2. Re: Basic algebra question

if all we are given is $a + b + c = d$

then there is no simplification of

$a x + b y + c z$

3. Re: Basic algebra question

I think I rewrite my question

(a + b ) + (c + d ) + (e + f ) = S ------------>Equation 1

alpha(a + b ) + beta(c + d ) + gemma(e + f )=??? ..............>equation 2

Is there any way to rewrite this equation semiller to the first one

4. Re: Basic algebra question

Originally Posted by gevni
I think I rewrite my question
(a + b ) + (c + d ) + (e + f ) = S ------------>Equation 1

alpha(a + b ) + beta(c + d ) + gemma(e + f )=??? ..............>equation 2
I think that you are confusing function notation and simple multiplication.
$\alpha(a + b )$ is function notation meaning that alpha is a function with argument $a+b$.
As such $\alpha(a + b )\ne\alpha(a )+\alpha(b )$
If that is not what you mean then what do you mean?

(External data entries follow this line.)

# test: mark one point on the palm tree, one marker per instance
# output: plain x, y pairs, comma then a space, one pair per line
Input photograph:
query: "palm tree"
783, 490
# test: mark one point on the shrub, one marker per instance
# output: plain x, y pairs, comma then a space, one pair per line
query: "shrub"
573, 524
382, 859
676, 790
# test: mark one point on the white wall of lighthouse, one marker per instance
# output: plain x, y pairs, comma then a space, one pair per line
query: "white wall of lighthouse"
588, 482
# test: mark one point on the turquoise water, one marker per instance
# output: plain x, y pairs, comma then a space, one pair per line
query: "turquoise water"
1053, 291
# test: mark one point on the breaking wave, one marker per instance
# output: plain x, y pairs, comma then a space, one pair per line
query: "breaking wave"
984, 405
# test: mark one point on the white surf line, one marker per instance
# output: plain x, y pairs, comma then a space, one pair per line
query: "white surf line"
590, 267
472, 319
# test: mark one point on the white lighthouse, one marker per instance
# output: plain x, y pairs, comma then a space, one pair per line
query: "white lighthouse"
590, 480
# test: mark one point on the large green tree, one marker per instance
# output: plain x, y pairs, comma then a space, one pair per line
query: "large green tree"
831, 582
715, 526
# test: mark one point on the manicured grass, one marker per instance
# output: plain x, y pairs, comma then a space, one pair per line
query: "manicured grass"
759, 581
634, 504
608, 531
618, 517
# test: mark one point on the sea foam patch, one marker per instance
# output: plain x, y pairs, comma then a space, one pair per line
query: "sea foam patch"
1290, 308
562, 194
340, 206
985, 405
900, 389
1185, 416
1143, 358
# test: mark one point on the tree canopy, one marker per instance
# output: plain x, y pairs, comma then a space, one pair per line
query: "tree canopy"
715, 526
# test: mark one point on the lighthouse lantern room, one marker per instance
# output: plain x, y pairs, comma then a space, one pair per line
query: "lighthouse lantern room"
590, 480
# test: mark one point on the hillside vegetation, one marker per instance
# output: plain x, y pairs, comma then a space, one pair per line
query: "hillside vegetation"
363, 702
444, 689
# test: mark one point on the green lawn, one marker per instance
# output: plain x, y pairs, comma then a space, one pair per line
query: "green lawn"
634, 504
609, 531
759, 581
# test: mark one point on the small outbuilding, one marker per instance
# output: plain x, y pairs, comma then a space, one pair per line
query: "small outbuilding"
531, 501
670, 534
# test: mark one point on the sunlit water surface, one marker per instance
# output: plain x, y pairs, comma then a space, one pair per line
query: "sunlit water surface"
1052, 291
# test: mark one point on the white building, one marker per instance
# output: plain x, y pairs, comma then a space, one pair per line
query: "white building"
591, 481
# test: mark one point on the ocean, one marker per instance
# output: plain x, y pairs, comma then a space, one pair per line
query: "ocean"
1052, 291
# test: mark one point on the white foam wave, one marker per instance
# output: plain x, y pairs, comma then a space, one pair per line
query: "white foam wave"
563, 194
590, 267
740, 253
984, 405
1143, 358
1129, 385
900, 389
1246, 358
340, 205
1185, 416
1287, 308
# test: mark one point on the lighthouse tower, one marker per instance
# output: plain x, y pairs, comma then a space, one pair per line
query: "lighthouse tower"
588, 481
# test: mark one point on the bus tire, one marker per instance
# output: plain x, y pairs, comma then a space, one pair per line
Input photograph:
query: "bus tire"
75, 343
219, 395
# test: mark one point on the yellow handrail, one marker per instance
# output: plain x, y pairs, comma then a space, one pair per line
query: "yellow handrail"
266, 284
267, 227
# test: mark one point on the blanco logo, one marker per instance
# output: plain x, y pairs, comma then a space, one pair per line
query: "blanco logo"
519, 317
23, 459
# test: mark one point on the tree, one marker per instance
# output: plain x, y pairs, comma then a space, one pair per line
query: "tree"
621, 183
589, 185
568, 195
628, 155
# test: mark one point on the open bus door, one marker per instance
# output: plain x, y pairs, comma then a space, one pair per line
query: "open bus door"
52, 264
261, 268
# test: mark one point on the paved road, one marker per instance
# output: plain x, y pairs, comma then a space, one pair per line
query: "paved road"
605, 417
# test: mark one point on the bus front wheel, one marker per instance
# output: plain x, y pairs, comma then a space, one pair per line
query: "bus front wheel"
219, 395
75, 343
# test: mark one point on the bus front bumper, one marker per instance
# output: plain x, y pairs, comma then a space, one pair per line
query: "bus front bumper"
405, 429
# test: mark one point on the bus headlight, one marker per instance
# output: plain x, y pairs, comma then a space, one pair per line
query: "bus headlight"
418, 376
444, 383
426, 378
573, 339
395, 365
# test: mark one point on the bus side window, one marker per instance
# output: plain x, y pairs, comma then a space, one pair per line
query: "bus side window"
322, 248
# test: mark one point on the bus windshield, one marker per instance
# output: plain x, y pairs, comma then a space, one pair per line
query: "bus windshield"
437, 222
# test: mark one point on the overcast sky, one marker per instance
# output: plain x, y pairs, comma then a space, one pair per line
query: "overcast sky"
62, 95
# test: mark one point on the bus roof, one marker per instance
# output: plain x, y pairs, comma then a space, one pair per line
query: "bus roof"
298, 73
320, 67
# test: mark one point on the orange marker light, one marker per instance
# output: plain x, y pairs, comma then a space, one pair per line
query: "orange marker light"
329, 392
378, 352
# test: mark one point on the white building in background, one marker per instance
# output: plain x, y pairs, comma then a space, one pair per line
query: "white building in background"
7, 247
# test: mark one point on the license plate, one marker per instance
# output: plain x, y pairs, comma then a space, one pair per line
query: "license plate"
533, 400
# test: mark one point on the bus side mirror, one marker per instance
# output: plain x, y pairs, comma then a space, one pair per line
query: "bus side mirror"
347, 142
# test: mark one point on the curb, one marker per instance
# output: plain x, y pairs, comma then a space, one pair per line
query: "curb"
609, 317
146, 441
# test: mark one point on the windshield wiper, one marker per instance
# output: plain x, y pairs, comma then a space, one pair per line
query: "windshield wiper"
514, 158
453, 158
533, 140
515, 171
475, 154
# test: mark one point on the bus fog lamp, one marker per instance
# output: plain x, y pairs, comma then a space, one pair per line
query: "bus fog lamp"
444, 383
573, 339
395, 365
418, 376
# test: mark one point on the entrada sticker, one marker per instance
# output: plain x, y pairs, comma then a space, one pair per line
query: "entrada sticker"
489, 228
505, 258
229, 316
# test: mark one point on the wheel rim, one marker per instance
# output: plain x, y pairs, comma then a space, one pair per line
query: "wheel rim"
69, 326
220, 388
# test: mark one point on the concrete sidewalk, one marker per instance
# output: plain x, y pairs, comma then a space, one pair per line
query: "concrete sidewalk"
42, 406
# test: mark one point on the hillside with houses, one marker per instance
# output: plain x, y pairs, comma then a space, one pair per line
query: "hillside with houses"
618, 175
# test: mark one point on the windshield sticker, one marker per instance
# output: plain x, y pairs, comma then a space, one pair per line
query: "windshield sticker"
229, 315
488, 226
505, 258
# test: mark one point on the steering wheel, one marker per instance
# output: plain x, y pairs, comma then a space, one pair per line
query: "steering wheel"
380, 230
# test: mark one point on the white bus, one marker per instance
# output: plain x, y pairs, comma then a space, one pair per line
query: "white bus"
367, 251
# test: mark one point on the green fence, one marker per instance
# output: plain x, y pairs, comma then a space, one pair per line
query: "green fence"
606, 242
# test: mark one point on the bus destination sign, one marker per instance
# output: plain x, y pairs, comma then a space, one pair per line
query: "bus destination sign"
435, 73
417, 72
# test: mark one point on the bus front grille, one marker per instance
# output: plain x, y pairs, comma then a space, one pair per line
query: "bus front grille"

5. Re: Basic algebra question

Originally Posted by gevni
I think I rewrite my question

(a + b ) + (c + d ) + (e + f ) = S ------------>Equation 1

alpha(a + b ) + beta(c + d ) + gemma(e + f )=??? ..............>equation 2

Is there any way to rewrite this equation semiller to the first one
Suppose $\beta = \gamma = 0$. Then you have for equation 2:
$\alpha (a+b)+0(c+d)+0(e+f) = \alpha (a+b)$
That has very little relation left to $S$. You can write:
$(a+b) = S-(c+d)-(e+f) = S-(c+d+e+f)$
which gives:
$\alpha (a+b) + \beta (c+d) + \gamma (e+f) = \alpha (S-c-d-e-f) + \beta (c+d) + \gamma (e+f)$, but this is probably not what you are looking for.

Alternately, you can have:

$\alpha (a+b) + \beta (c+d) + \gamma (e+f) = \alpha S + (\beta - \alpha)(c+d) + (\gamma - \alpha)(e+f)$